Kaldı ki, bir ülkenin içerde demokratik rejime sahip olması, dışarda başkasının toprağını işgal etmesinin gerekçesi olamaz. Üstelik İsrail artık demokrasi de değildir; ırk ayrımına dayalı bir devlettir (aparthayd).
Amerika “kurallara dayalı uluslararası düzen” istediğini söylüyor.
Rusya askeri yoldan Ukrayna’da sınırları değiştiriyor diye görülmemiş yaptırımlar uyguluyor. 75 yıldır Filistin’de sınırları aynı şekilde değiştiren İsrail’e niçin yaptırım uygulamıyor?
Rusya doğal gazı, Filistinliler sosyal medyayı silah olarak kullanıyor diye en sert şekilde eleştirir. Ama sayılamayacak kadar çok ürün ve hizmeti silah olarak Amerika kadar yaygın kullanan başka tek bir dünya ülkesi yoktur. Kendisi yapınca adı yaptırım olur.
İşine geldiğinde en kanlı terör örgütlerini gözünü kırpmadan kullanır. Veya doğrudan devlet terörü uygular. Baltık Denizi dibindeki Kuzey Akım Doğal Gaz hatlarına düzenlediği sabotaj gibi.
Hasım gördüğü devletlerin yöneticilerinin Uluslararası Ceza Mahkemesi’nde yargılanması için elinden geleni yapar.
Afganistan veya Irak’taki sorumlulukları nedeniyle Amerikalı karar vericiler uluslararası yargı önüne ne zaman çıkacak?
Amerika şimdi İsrail devletinin üst düzey karar vericilerinin uluslararası yargı önüne çıkmasını destekleyecek mi?
Hayır, Amerika’nın istediği “kurallara dayalı uluslararası düzen” kurallara dayalı değildir.
* * *
Ukrayna ve Ortadoğu’daki iki savaş arasında ortak yönler var.
Her iki savaşta da önde gelen aktör olarak yer alan tek ülke Amerika. Ortak amaçlara sahip.
Ukrayna savaşında Rusya’ya ağır hasar vererek Avrasya’da hegemonyasını sürdürmek istiyor.

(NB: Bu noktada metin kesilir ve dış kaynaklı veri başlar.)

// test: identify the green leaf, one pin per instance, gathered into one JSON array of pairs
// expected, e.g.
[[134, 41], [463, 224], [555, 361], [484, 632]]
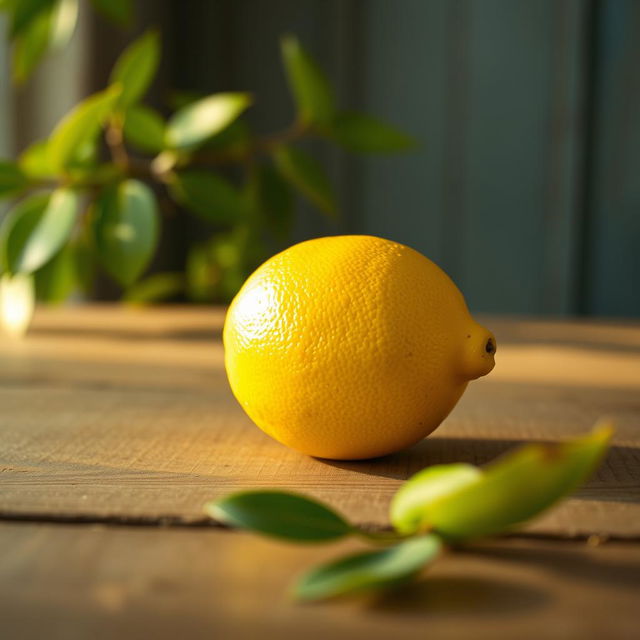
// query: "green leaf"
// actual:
[[310, 87], [304, 173], [365, 134], [30, 46], [281, 515], [58, 279], [407, 512], [118, 11], [12, 179], [17, 302], [126, 229], [209, 195], [516, 488], [63, 23], [159, 286], [136, 67], [80, 126], [275, 201], [369, 570], [204, 118], [25, 12], [34, 161], [17, 226], [36, 229], [144, 129]]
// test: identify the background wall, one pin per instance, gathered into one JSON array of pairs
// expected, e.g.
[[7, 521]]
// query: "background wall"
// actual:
[[525, 186]]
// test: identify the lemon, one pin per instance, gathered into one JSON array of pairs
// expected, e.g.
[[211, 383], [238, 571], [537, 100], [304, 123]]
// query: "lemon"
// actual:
[[351, 347]]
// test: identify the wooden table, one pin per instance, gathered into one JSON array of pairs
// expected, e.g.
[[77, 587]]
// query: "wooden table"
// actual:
[[116, 425]]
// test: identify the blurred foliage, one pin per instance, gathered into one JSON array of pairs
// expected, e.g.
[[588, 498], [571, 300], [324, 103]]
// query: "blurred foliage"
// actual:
[[76, 211]]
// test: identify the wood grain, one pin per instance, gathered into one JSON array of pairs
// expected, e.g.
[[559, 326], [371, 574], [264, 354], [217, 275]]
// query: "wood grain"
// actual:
[[78, 582], [121, 413]]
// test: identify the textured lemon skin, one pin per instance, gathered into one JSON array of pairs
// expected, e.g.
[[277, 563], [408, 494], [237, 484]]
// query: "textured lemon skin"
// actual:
[[351, 347]]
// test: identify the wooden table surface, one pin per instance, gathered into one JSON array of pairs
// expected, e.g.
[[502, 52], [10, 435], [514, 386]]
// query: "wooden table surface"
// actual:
[[116, 425]]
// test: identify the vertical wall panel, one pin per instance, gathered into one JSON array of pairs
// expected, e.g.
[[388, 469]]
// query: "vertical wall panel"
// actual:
[[612, 260], [405, 79], [493, 88], [522, 137]]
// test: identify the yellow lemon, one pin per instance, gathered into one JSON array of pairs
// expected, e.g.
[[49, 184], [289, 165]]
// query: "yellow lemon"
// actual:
[[351, 347]]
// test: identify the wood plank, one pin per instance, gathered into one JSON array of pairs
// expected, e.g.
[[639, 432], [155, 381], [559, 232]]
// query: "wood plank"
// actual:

Ortadoğu’da, bölgedeki hegemonyasını İsrail üzerinden sürdürmek istiyor.
Ukrayna’nın 4 Haziran’da başlattığı büyük taarruzunun başarısız kalmasıyla, Amerika’nın orada amacına ulaşamayacağı büyük ölçüde belli oldu.
Ortadoğu ülkeleri açısından, İsrail’in şiddetine ve giderek artan ölçüsüz şiddetine koşulsuz destek çıkan Amerika’nın ilkesiz ve riyakar politikasına güvenebilmenin ne kadar zor olduğu ortaya çıktı. Bölge ülkelerinin Amerika’yı dengeleme ihtiyacı güçlenecek, Çin ve Rusya dahil başka güçlerin önü açılacaktır.
Öyle görünüyor ki Filistin ve Ukrayna savaşları, Amerika’nın dünyaya tek başına liderlik etme özleminin ve İmparatorluk hayallerinin tükenişi açısından tarihi dönüm noktaları olacaktır.